AI agentsauthorizationAPI keysmandatessecurity

Why API keys are the wrong auth primitive for AI agents

8 min read

The key in the config file

You have built an agent that calls a real API. Maybe it books calendar slots, submits purchase orders, or triggers a deployment. At some point you needed a credential, and the service offered the path of least resistance: generate an API key, paste it in your environment, move on.

The agent works. The integration is alive. But something nags. That key has no expiry. It can do everything your account can do. If the agent misbehaves - or if the key leaks - the blast radius is your entire account. You put a note in the README to rotate it quarterly and tried not to think too hard about it.

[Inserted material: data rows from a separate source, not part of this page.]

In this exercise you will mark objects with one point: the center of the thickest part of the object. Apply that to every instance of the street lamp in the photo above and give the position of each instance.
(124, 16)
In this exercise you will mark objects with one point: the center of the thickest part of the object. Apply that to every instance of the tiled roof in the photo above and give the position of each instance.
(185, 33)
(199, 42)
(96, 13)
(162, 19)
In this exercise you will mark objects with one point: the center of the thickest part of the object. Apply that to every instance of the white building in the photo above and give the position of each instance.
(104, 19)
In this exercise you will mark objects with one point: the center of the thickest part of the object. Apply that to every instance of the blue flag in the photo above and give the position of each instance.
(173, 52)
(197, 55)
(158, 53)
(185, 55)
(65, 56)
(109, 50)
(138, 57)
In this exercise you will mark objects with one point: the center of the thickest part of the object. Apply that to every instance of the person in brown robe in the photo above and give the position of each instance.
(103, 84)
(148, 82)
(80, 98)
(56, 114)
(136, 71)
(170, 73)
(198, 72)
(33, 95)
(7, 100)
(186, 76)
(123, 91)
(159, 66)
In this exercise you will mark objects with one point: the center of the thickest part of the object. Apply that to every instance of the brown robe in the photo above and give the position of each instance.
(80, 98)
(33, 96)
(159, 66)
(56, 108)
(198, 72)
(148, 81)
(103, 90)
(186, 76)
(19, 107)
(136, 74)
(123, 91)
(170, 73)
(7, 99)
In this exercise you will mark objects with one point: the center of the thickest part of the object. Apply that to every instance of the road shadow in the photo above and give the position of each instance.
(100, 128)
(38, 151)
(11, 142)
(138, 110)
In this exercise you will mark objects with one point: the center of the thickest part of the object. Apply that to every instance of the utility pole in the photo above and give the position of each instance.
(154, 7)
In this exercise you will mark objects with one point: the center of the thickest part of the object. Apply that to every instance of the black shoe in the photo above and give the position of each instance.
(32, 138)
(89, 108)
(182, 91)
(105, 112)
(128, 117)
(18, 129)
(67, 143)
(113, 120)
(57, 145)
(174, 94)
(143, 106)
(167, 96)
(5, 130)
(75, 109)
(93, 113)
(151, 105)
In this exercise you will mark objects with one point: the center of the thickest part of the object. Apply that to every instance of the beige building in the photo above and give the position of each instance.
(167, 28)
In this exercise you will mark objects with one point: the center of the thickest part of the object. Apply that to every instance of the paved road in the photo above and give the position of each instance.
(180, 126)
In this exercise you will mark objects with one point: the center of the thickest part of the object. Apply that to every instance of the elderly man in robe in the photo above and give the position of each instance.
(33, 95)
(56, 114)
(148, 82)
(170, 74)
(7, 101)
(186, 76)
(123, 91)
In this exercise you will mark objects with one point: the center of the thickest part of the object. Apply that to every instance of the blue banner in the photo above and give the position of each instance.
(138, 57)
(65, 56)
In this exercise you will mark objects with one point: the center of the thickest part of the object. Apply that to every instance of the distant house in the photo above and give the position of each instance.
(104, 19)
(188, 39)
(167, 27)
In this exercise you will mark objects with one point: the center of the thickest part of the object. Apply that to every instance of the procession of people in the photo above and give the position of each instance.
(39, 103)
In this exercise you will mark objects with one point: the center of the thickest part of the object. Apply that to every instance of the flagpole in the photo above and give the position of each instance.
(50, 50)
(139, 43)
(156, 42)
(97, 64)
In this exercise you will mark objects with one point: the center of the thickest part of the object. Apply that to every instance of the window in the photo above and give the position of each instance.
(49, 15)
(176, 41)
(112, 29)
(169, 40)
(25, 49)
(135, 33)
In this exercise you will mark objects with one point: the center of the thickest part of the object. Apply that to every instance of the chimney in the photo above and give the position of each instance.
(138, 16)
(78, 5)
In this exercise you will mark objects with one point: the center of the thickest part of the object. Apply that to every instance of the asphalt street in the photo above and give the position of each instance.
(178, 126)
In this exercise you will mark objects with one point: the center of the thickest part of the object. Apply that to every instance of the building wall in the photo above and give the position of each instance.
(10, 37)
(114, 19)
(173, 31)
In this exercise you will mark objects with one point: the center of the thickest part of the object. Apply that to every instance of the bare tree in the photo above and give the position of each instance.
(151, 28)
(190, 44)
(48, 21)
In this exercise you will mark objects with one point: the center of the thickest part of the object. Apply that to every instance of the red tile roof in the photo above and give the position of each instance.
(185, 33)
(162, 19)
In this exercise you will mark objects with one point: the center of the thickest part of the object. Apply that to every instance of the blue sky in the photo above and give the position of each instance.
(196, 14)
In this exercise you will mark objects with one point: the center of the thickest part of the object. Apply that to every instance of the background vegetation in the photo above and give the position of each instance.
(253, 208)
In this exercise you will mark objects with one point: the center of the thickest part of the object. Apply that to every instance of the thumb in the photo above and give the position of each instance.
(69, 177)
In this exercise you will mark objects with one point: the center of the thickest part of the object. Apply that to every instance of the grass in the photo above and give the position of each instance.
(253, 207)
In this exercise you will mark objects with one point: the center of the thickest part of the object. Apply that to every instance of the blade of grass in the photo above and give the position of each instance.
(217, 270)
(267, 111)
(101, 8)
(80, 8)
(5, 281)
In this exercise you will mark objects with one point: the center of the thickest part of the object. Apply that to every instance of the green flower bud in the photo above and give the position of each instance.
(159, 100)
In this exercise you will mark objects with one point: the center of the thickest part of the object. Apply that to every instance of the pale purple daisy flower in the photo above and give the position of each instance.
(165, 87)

This is not a story about poor security hygiene. It is a story about the wrong primitive. API keys were designed for a world where the caller is a service, the action is bounded by the service's own RBAC, and "authenticated" is close enough to "authorised." None of those assumptions hold when the caller is an autonomous agent acting on behalf of a human principal who is not present, may not have anticipated this specific action, and has no easy way to revoke what they already set in motion.

What a key actually says

An API key is a shared secret. When you present it, the server confirms: the caller possesses this secret. That is the full content of the authentication claim.

It does not say who the human principal is. It does not say what action they intended. It does not say how much they are willing to spend, which resources they've consented to touch, or when that consent expires. The key is bearer-based: whoever holds it, the server treats as authorised.

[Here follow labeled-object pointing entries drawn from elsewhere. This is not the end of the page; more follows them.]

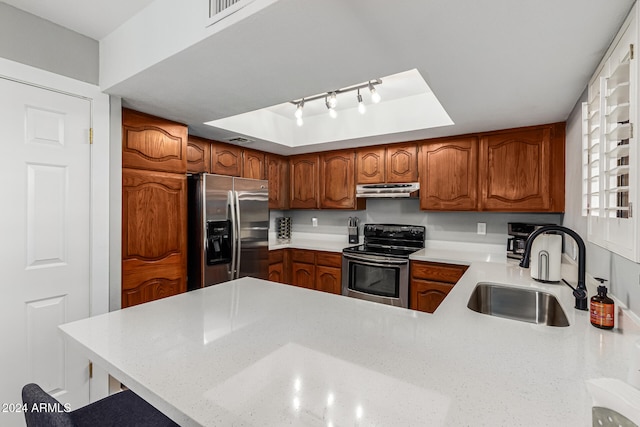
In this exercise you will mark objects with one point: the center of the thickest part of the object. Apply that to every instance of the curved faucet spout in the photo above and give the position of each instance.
(580, 291)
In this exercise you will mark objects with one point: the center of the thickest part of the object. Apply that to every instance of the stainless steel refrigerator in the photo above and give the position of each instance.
(228, 229)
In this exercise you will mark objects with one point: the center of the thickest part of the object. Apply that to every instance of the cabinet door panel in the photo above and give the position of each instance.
(337, 180)
(515, 170)
(402, 163)
(153, 235)
(226, 159)
(304, 181)
(278, 176)
(253, 164)
(276, 272)
(370, 165)
(439, 272)
(426, 295)
(198, 155)
(449, 175)
(153, 143)
(303, 275)
(328, 279)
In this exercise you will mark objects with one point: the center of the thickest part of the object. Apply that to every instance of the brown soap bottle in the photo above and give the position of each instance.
(602, 308)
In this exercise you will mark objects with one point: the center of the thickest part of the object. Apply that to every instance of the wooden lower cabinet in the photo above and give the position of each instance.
(154, 234)
(318, 270)
(431, 282)
(329, 272)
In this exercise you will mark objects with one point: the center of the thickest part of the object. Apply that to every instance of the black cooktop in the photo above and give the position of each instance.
(390, 240)
(381, 250)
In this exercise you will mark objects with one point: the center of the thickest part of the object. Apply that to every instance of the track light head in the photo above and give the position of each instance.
(375, 96)
(361, 108)
(298, 113)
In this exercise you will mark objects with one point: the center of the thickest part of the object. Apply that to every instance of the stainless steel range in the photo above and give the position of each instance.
(378, 270)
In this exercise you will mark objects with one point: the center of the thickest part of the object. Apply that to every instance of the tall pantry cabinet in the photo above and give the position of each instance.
(154, 229)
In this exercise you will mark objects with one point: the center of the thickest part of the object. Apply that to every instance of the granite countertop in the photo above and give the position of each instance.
(252, 352)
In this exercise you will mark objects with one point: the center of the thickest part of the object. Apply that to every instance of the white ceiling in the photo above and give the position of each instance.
(492, 64)
(91, 18)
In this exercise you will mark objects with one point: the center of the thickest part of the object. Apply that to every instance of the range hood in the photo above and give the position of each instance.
(409, 189)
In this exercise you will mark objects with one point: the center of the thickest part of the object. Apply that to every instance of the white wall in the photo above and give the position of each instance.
(34, 41)
(623, 275)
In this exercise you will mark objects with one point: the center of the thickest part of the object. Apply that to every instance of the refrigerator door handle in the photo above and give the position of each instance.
(234, 235)
(238, 239)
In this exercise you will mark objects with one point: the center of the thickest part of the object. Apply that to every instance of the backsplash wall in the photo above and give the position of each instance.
(447, 226)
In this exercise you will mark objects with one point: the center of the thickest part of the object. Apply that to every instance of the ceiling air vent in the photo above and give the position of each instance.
(219, 9)
(240, 140)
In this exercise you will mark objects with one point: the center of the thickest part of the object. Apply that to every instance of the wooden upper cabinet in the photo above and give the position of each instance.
(401, 163)
(198, 155)
(303, 185)
(153, 143)
(253, 164)
(449, 174)
(226, 159)
(370, 165)
(154, 231)
(337, 180)
(520, 170)
(278, 176)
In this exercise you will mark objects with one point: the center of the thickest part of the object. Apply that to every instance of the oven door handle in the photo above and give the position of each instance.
(376, 262)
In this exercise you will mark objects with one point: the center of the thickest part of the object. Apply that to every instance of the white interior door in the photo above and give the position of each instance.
(45, 252)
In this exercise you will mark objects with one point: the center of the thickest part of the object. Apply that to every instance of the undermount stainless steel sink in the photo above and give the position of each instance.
(526, 305)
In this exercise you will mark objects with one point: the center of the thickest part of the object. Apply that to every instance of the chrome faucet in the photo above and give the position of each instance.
(580, 291)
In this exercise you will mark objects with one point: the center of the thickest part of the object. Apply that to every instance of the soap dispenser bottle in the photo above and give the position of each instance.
(602, 308)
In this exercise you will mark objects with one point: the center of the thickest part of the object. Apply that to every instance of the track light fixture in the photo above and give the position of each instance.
(361, 108)
(298, 113)
(331, 106)
(331, 99)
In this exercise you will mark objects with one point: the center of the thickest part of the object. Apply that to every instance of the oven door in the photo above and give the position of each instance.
(375, 278)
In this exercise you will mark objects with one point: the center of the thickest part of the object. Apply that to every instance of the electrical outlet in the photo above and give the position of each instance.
(482, 228)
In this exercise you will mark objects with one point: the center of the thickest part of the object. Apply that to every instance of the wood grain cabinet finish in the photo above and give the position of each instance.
(520, 170)
(278, 177)
(318, 270)
(278, 263)
(303, 185)
(401, 163)
(337, 180)
(153, 235)
(198, 155)
(253, 165)
(431, 282)
(153, 143)
(449, 174)
(370, 163)
(303, 274)
(226, 159)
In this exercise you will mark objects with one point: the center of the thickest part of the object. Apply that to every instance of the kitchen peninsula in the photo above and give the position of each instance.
(253, 352)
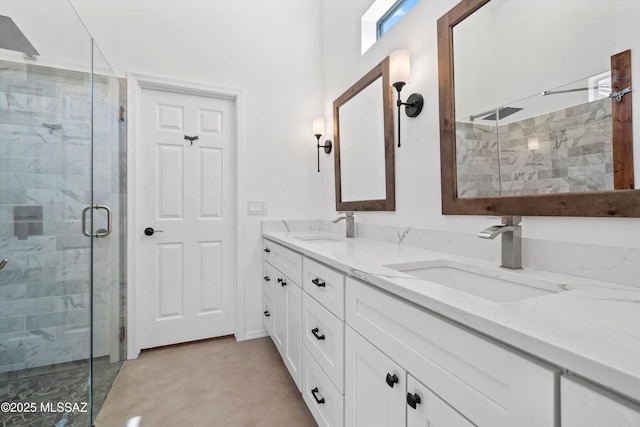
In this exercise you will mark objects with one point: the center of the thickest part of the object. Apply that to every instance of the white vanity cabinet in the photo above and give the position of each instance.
(587, 405)
(425, 408)
(283, 267)
(375, 386)
(485, 382)
(323, 341)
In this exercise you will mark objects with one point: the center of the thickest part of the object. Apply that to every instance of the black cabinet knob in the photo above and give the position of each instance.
(413, 400)
(315, 392)
(392, 380)
(315, 332)
(319, 282)
(149, 231)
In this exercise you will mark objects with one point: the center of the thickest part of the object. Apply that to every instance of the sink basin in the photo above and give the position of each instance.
(497, 285)
(318, 239)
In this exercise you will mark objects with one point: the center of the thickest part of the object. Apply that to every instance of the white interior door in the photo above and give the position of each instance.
(187, 198)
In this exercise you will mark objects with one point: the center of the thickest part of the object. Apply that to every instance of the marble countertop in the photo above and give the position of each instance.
(590, 328)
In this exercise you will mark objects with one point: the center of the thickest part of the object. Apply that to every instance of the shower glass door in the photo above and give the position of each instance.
(61, 141)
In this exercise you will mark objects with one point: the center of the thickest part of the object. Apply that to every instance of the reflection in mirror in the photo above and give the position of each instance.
(556, 141)
(530, 128)
(551, 140)
(362, 157)
(364, 144)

For a human developer querying their own data, that is fine. The developer decided to make the call; the call carries the key; the server executes. The chain of intent is short and fully in the developer's head.

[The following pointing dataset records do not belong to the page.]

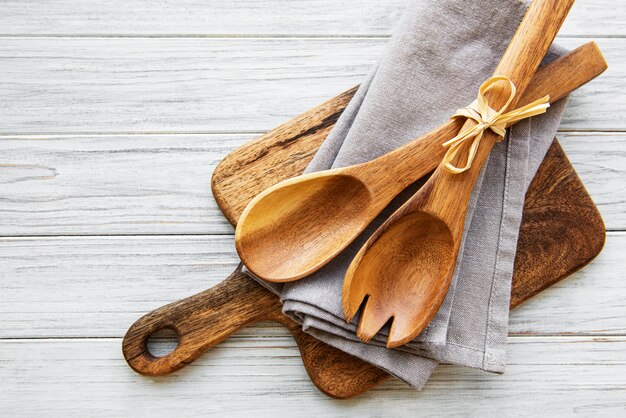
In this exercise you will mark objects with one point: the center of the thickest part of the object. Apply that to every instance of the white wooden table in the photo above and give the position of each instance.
(113, 115)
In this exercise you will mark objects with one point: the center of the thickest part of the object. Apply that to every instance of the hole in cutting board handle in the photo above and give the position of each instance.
(162, 342)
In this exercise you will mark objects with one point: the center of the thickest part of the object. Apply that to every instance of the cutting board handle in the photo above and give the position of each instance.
(200, 322)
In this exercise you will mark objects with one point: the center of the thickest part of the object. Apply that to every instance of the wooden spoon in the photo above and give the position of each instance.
(203, 320)
(297, 226)
(404, 270)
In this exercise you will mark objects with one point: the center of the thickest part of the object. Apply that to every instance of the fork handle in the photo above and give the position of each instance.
(519, 63)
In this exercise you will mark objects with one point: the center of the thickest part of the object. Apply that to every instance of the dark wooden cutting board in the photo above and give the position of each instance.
(561, 232)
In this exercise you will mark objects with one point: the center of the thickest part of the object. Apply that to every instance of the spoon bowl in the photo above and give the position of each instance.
(277, 221)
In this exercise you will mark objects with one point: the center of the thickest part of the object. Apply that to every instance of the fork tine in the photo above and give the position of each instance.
(373, 317)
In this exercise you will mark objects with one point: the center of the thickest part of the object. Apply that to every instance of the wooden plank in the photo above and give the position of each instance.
(545, 377)
(120, 85)
(103, 184)
(98, 286)
(160, 184)
(251, 17)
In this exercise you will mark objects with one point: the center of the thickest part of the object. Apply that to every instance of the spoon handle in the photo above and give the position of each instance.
(447, 194)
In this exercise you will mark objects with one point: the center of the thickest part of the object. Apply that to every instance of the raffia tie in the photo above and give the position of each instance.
(488, 118)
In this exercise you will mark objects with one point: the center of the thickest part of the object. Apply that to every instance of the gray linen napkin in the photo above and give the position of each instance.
(438, 57)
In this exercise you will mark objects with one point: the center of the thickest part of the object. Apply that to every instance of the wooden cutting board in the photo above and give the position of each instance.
(561, 232)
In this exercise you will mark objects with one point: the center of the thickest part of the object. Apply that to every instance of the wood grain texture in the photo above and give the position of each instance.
(202, 322)
(157, 184)
(200, 85)
(251, 18)
(548, 376)
(70, 286)
(416, 248)
(96, 287)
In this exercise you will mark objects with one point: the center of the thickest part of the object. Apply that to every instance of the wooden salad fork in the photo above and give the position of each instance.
(297, 226)
(403, 272)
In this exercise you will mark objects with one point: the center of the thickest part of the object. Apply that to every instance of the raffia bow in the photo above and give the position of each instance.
(488, 118)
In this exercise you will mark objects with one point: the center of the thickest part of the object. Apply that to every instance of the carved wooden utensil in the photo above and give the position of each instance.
(209, 317)
(294, 228)
(402, 273)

For an autonomous agent, the chain is broken. The human set up the agent hours or days ago. They said "book me a hotel in Paris for next week" and closed the laptop. The agent is now acting - making calls, spending money, modifying state - and the only credential in the request is a secret that proves nothing about whether the principal anticipated this specific action at this specific moment.

The OAuth interlude

OAuth 2.0 improves things. Scopes express coarse intent. Tokens expire. The authorization server can revoke them. Many teams reach for OAuth when they realise API keys are too coarse, and it is a genuine improvement.

But OAuth was designed around a human being present at the authorization step. The canonical flow: the user is redirected to the authorization server, they log in, they consent to a list of scopes, they are redirected back. The access token that results reflects a deliberate act by a present, identified human.

When you use OAuth in an agentic context, one of two things happens. Either you do a one-time consent and hand the agent a long-lived refresh token - in which case you are back to the "shared secret that never expires" problem with extra steps - or you use client credentials, which drops the human consent step entirely and gives you service-account semantics: a machine credential with no human principal attached.

Scopes help but they are coarse and static. Granting bookings:write authorises every booking action, forever, up to token expiry. It says nothing about the specific room the principal wanted, the price they agreed to, or the fact that they expected a single booking, not forty. The token is still a bearer credential; it just has a list of verbs attached.

Why the mental model breaks for agents

The fundamental mismatch is between the granularity of human intent and the granularity of the credentials we use to represent it.

When a human books a hotel room on a website, they consent to a specific action at a specific price at a specific moment. The credit card charge, the confirmation email, the booking reference - all of it is anchored to a deliberate act. The consent and the action are temporally and causally linked.

When an agent acts, the principal's consent happened earlier, upstream, at a different granularity. They said "book me somewhere nice under €200 a night" and walked away. Every specific action the agent takes from that point forward is an interpretation of that intent, not a fresh explicit consent. The key or token the agent carries was created before any of those specific actions were known.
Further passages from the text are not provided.